Career NFL statistics
- Games played: 10
- Stats at Pro Football Reference

= Larry Horton =

American football player (born 1949)

Lawrence Horton (born April 29, 1949) is an American former professional football defensive end who played for the Chicago Bears of the National Football League (NFL) and the Montreal Alouettes of the Canadian Football League (CFL).

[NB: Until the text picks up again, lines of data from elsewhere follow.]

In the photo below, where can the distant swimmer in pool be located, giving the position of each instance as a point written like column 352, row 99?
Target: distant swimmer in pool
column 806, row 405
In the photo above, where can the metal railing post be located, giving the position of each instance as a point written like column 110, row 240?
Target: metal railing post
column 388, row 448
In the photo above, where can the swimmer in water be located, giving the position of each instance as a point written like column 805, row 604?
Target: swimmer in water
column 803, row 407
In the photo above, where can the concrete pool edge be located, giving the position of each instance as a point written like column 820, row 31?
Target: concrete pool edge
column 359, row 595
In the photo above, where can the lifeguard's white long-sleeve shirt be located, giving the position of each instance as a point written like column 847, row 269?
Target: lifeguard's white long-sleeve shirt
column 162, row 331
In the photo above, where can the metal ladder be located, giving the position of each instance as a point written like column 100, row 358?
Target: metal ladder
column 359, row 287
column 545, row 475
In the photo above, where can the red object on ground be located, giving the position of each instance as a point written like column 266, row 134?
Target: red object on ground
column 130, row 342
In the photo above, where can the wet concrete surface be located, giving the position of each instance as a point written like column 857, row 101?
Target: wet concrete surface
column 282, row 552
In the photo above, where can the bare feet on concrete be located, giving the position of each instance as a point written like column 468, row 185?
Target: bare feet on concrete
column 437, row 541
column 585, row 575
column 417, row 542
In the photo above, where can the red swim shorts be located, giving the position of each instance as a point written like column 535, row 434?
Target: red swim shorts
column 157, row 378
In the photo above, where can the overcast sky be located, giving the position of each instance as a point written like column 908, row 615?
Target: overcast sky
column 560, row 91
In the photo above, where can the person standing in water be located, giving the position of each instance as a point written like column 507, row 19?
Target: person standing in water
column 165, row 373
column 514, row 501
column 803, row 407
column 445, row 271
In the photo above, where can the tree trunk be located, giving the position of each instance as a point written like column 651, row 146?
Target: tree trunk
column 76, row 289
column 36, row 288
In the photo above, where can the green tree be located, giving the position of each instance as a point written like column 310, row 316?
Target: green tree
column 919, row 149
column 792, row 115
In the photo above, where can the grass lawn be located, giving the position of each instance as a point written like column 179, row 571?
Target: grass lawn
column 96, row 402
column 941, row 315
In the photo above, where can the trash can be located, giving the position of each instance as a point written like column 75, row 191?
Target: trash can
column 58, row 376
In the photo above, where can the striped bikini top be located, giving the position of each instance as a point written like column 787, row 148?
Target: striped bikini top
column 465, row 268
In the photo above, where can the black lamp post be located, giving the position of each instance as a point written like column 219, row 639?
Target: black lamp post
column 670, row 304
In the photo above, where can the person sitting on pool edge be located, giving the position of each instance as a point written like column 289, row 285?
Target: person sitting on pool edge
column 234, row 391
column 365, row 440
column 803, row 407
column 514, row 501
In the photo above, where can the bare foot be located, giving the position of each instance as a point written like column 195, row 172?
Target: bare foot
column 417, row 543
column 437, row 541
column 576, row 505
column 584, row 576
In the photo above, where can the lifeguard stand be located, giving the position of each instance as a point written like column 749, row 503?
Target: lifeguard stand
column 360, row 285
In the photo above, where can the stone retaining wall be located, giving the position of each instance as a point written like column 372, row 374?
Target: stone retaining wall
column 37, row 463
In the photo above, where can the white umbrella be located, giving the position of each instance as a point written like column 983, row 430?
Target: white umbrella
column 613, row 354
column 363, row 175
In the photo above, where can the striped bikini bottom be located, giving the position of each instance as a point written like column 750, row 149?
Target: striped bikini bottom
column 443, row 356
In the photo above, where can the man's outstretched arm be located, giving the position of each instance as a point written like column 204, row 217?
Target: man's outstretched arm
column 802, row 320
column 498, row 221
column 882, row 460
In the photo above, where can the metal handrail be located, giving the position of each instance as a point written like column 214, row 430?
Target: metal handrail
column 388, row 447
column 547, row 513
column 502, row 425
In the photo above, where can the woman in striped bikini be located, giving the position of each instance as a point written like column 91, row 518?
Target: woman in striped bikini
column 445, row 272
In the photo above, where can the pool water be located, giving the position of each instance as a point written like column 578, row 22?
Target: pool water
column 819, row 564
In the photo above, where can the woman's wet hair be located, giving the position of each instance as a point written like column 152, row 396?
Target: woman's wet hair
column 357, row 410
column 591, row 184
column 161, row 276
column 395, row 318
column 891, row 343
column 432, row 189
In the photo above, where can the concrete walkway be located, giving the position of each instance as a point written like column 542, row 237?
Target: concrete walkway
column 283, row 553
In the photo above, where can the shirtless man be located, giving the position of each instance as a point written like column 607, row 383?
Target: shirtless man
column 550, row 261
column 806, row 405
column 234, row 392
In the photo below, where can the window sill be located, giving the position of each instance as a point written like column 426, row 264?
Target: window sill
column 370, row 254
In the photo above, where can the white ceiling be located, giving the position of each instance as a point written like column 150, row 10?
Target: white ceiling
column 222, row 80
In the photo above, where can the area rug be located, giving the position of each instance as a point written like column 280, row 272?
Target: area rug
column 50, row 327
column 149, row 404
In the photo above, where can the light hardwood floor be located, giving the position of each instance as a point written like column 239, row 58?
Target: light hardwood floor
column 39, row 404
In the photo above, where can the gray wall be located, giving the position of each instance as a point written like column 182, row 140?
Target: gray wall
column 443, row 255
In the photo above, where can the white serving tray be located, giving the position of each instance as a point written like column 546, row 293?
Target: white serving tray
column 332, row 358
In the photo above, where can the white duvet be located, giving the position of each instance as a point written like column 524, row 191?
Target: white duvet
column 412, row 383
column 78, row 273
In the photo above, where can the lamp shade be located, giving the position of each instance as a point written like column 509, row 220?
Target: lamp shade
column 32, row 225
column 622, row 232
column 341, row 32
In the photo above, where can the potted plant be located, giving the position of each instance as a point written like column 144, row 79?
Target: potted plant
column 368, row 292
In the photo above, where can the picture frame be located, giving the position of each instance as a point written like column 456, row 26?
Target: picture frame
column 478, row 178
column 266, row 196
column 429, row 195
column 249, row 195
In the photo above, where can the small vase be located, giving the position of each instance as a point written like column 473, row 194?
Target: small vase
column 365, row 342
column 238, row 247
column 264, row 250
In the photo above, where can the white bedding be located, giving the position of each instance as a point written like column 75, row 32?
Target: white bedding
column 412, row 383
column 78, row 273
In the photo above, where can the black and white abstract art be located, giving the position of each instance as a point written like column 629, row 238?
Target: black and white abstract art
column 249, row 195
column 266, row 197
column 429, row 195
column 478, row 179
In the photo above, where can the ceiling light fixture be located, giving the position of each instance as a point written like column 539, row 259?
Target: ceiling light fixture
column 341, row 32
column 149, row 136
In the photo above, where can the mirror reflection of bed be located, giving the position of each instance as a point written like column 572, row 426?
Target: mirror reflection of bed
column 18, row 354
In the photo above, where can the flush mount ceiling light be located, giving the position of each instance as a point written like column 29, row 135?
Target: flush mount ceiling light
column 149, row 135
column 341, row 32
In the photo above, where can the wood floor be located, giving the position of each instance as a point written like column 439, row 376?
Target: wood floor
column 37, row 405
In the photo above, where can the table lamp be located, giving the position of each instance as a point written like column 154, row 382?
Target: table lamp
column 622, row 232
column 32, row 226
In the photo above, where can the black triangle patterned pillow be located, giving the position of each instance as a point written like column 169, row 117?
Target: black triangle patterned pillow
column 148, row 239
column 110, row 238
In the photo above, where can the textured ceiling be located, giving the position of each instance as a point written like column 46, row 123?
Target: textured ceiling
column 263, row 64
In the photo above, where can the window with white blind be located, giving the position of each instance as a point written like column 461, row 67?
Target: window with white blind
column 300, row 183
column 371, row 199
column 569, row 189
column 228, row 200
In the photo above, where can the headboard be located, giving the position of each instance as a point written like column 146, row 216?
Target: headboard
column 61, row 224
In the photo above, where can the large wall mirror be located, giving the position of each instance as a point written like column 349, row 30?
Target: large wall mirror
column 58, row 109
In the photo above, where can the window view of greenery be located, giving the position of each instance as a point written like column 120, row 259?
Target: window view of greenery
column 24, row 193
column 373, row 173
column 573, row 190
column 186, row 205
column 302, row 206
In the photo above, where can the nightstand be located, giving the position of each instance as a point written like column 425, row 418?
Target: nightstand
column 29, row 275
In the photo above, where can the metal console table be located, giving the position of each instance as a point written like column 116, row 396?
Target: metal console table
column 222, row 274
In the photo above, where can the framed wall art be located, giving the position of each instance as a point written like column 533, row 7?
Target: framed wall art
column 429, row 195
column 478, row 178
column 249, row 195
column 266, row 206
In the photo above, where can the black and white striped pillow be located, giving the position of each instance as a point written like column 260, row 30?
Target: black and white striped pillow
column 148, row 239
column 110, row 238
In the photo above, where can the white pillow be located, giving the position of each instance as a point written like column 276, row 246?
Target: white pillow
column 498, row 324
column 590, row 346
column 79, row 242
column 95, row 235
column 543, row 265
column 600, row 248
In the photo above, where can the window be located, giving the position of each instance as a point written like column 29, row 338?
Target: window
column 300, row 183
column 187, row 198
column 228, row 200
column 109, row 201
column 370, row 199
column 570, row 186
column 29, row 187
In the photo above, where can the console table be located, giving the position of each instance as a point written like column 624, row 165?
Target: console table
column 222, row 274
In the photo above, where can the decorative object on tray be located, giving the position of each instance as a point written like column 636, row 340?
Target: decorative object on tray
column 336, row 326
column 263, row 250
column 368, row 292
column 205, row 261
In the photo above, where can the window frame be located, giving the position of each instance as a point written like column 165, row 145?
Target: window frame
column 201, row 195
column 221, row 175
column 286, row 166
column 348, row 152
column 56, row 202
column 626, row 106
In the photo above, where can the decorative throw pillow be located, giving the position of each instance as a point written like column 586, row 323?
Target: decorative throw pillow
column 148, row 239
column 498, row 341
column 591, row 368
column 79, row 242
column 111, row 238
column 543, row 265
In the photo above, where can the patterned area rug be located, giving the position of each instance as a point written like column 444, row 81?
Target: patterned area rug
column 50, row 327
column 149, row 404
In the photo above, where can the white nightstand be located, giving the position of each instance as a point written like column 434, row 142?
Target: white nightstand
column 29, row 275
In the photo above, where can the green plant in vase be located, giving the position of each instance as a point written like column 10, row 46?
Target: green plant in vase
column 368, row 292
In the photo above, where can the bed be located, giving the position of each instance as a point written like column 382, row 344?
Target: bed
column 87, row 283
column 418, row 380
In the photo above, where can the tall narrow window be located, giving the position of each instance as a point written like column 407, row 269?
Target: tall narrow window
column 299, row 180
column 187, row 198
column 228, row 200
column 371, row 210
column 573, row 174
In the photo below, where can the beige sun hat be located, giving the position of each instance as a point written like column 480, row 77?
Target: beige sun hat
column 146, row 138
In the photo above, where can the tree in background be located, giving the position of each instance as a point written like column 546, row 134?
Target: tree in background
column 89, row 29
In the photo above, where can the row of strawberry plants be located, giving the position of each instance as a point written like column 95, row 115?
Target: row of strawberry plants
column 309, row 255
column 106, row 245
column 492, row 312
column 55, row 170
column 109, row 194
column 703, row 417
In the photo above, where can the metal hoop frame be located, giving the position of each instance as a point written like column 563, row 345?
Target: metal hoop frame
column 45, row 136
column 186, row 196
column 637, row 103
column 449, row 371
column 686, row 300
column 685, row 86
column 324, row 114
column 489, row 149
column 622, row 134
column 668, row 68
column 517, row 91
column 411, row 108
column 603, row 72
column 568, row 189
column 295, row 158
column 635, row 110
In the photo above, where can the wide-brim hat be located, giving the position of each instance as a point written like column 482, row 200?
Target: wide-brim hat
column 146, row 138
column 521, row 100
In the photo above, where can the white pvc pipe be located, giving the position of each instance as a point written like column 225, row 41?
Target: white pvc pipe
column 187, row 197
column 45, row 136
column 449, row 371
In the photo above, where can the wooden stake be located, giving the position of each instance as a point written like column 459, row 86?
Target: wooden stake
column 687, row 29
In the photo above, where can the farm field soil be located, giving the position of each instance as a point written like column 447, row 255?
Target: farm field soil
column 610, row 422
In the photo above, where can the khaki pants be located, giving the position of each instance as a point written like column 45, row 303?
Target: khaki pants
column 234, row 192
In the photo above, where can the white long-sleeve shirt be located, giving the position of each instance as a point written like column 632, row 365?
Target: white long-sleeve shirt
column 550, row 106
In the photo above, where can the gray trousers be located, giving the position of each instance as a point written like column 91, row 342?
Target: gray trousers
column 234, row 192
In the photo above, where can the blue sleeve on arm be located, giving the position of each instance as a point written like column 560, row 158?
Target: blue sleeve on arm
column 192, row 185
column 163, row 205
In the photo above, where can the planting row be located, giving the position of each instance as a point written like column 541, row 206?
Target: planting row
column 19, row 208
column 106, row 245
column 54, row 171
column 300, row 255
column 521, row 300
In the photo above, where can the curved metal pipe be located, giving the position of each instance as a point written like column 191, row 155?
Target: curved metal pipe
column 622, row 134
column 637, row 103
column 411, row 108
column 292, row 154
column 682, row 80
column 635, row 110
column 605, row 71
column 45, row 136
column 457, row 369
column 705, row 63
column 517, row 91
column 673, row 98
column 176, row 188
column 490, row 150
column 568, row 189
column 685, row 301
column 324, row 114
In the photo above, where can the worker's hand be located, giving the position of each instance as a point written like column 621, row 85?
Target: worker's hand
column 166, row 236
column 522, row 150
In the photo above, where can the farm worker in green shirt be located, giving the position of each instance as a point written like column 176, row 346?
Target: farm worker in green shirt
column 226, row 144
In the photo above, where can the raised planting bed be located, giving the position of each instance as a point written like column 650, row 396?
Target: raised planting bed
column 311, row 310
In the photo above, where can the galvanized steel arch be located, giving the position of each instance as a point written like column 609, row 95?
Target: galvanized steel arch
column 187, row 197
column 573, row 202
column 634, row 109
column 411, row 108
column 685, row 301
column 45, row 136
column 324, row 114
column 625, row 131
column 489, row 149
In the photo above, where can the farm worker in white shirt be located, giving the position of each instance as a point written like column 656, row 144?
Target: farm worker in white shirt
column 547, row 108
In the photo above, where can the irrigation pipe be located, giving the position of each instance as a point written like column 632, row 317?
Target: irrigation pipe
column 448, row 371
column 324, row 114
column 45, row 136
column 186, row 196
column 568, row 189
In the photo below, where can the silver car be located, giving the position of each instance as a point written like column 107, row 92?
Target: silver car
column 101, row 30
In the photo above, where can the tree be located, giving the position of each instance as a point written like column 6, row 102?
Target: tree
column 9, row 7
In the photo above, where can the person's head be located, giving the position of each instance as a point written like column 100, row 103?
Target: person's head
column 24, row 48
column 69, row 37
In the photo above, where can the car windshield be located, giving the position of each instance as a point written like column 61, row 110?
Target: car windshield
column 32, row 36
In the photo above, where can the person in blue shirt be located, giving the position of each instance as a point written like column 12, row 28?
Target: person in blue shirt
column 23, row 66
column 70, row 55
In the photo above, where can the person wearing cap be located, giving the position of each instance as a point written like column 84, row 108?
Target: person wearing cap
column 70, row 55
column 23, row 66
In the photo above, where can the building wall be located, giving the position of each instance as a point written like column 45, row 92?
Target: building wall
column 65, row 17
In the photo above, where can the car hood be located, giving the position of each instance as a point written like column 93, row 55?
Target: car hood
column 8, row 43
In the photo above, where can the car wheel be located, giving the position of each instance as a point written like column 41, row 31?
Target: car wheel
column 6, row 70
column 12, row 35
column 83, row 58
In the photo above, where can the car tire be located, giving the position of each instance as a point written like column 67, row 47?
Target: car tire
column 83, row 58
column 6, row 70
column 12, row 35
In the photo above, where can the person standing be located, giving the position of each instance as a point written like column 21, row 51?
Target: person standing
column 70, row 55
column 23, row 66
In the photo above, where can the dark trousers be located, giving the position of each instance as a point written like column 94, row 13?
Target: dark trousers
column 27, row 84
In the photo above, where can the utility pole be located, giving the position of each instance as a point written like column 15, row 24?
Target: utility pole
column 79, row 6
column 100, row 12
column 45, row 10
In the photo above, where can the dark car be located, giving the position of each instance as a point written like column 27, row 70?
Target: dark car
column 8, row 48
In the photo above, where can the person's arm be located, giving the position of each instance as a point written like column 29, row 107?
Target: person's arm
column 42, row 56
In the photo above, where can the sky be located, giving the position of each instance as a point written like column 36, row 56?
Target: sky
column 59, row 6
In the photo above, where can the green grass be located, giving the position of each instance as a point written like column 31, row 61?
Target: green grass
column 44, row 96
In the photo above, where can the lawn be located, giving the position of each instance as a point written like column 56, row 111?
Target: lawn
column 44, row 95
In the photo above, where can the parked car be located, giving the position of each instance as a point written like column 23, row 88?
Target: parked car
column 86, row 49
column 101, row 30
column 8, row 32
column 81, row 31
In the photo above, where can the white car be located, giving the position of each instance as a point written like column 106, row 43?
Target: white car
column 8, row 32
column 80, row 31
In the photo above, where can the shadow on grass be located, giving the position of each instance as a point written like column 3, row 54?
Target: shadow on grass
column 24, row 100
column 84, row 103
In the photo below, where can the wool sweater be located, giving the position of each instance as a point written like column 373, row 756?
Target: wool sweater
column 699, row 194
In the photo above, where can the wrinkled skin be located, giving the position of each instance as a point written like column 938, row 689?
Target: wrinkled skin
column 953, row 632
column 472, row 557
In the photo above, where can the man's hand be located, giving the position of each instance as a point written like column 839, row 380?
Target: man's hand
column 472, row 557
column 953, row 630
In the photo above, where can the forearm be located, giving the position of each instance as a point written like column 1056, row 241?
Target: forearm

Horton transferred to the University of Iowa as a junior after previously attending Centerville Junior College, where he also played basketball. After playing college football for the Iowa Hawkeyes, Horton was drafted by the Bears in the 9th round of the 1972 NFL draft with the 219th overall pick. He signed with the Bears in April. During the 1972 preseason with the Bears, Horton struggled with his confidence, especially after having played for a losing team in Iowa. Horton stated that "It's real tough playing for a losing team like Iowa. You start doubting your own abilities soon enough." After two strong preseason games he had a poor game against the New England Patriots. He said of that game "I played one half or so, and I just plain forgot what the coaches told me and I went back to my old, bad habits. Horton was assigned to the Bears' taxi squad to begin the 1972 season. Horton was activated from the taxi squad in October when the Bears starting defensive end Willie Holman was injured and played in 10 games the rest of the season. Horton ended the season with 2 quarterback sacks and was credited with a kickoff return for 3 yards in the Bears' final game against the Oakland Raiders.

In 1973, Horton was deactivated before the season began and was waived in October. In 1974 he signed with the Washington Redskins but was waived during the preseason. He signed with the Alouettes in October and played 2 games for them before being released.